If she looks otherwise healthy and is eating well, if you can, put her in a breeder box, so if she does have fry, she won't be able to eat them.

Got to go for now..Good luck


----------



## ppaskova (Apr 27, 2010)

She never gave birth before. Usually it takes a little longer than usual to give birth first time. But she is very much grown now, 3" long and looks very grown and mature. She looks very healthy and playful. Her pup looks good as well. I can even see babies inside her but not outside yet


----------



## pyrrolin (Jan 11, 2012)

sounds like they will be born soon


----------



## Fishfur (Mar 4, 2012)

If you can, get a breeder box designed so that it allows fry to swim out through slots or grids, where the mother cannot fit through. If she gives birth when you are not around, this way, you'll save most of the fry, maybe all of them to start with.

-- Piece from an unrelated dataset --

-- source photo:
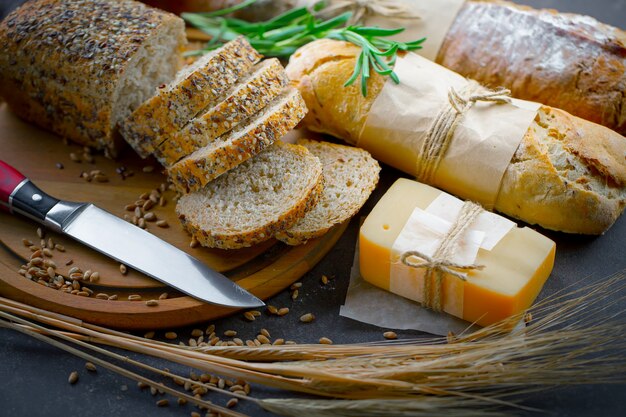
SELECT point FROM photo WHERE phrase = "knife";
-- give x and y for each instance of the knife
(121, 241)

Once all the fry are born, remove mother back to her main tank, and you can raise the fry for awhile in the box or another grow out tank. I like the hang on the aquarium style boxes, as they usually allow for fresh water to be pumped in and out with just an air hose fitted to them, so you can leave the fry in that box until they have grown quite a bit. Their water will be filtered by the main tank filter. You can also get them as separate small tanks that don't hang, some even have built in filters, needing only an air line to run them.

Ideally, if you can, give them their own tank. Or you can divide an existing tank temporarily with a piece of plastic or glass wedged into it, just to prevent the fry getting into the main compartment, or anything else from getting into their side and eating them all. You need to arrange some method for water to circulate from one compartment through the other.. a piece of plastic grid or screen would do, maybe at the top or bottom, to let water go around but not fish.

If the holes are not too large, a sheet of plastic canvas would work.. I'm not sure just how tiny newborn platies are, but in the standard size of plastic canvas, 7 count, the holes are approximately 1/8 inch square. It also comes in ten count, 1/10th inch size holes. Both comes in sheets that are 8 x 11, and 7 count canvas,[ that's its name, even though it's not made of canvas] comes in one larger sheet size. Very cheap, Michaels for sure has these, maybe the dollar store would have it. Could wedge a sheet of it along with a bracing piece of something stiffer, like glass, until the fry are large enough to be safe from predation.


----------



## Ryan.Wilton (Dec 12, 2012)

I've read that most livebearer species can actually hold the sperm for up to a year without giving birth to a single offspring. Can't remember what the technical term is, but it's a cool adaptation.

I have a guppy who was gravid for about 5 months. She finally popped out 12 babies and that was it...


----------



## Fishfur (Mar 4, 2012)

Let's hope the platy does not do what some snakes are reputed to be able to do.. which is store sperm for up to five years before giving birth ! Yikes.. who knew ?


----------